The FBI’s inaction in the case has drawn a rebuke from the US justice department’s inspector general and a $1bn lawsuit from Nassar accusers, including such well-known gymnasts as Simone Biles and Aly Raisman. Conversely, the FBI sprang into action to round up Shelby Garigen, an upstate New York soccer trainer, when a then-17-year-old player sent her naked pictures as a possible prelude to what would have been consensual sex under New York state law. The player has gone on to play soccer at an elite university, while Garigen is serving a 37-month prison sentence despite a persuasive appeal suggesting that, among other prosecutorial peculiarities, the young man’s well-connected parents had bulldozed their way into the proceedings in ways that are normally not allowed.

Little recognizes that the legal system is an imperfect path.

“But by and large, there are some very good police officers,” Little said.

The legal system can also be very slow to act. Consider the case of Juan Ramos, a Florida soccer trainer accused of having a long-term sexual relationship with an underage girl but has managed to tie up the legal system for more than six years. After one comical detour in which the Broward County clerk’s office was unaware that his lawyer had moved his office into a UPS Store until alerted by a journalist, Ramos was finally convicted of one charge, but his appeal is dragging in part because of miscommunication over court reporters’ responsibilities for producing transcripts.

NGBs and other organizations also haven’t been up to the task. USA Gymnastics president/CEO Steve Penny resigned in disgrace and faced criminal charges of his own, later dismissed, over his handling of the Nassar case. Other efforts can be simply muddled, such as a report by the National Women’s Soccer League and its players association on abuse in sports that has led to blistering criticism from coaches maligned therein – the report shrugged off testimony from players who disputed charges against former Houston coach James Clarkson, and Irish national team coach Vera Pauw is considering legal action. (In more effective action, the sexual misconduct and emotional abuse claims against coaches Paul Riley and Rory Dames that prompted the NWSL/NWSLPA report were also covered in a separate report conducted by former deputy US attorney general Sally Yates and commissioned by US Soccer, which has pledged to adopt the Yates Reports’ recommendations.)

Those governing bodies themselves are under threat as the USA goes through one of its periodic anti-establishment spasms. The genteel sport of curling has seen a split in which the national body kicked out the largest regional body, and many clubs opted to stick with the regional body rather than the national body, a move that wasn’t related to SafeSport but had the side effect of removing these clubs from the Center’s investigative umbrella. In swimming, a sport that has seen more than its share of sexual misconduct in the USA, some clubs are balking at perceived onerous regulations – including SafeSport training requirements – and casting their lot with the less rigorous AAU instead of USA Swimming.

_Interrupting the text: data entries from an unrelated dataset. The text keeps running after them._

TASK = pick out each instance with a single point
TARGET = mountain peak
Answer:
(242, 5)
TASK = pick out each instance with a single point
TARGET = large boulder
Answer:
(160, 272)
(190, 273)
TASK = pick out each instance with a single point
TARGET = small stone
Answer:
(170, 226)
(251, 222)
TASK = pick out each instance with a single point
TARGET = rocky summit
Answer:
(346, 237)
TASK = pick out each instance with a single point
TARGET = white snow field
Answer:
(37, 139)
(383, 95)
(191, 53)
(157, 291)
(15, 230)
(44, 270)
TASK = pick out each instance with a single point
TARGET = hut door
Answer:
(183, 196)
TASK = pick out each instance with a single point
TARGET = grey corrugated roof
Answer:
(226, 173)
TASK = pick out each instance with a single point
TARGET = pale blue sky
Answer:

As flawed as the institutions might be, operating outside them can be worse. A Tennessee soccer coach accused of raping children over a span of 20 years didn’t coach in US Soccer or the state association, leaving nothing in the way of institutional controls or even required training.

The institution with the most to say about the Center for SafeSport is Congress, which founded the Center but leaves most of its funding in the hands of the US Olympic and Paralympic Committee.

And it’s Congress that now has a letter to answer from the country’s top soccer players.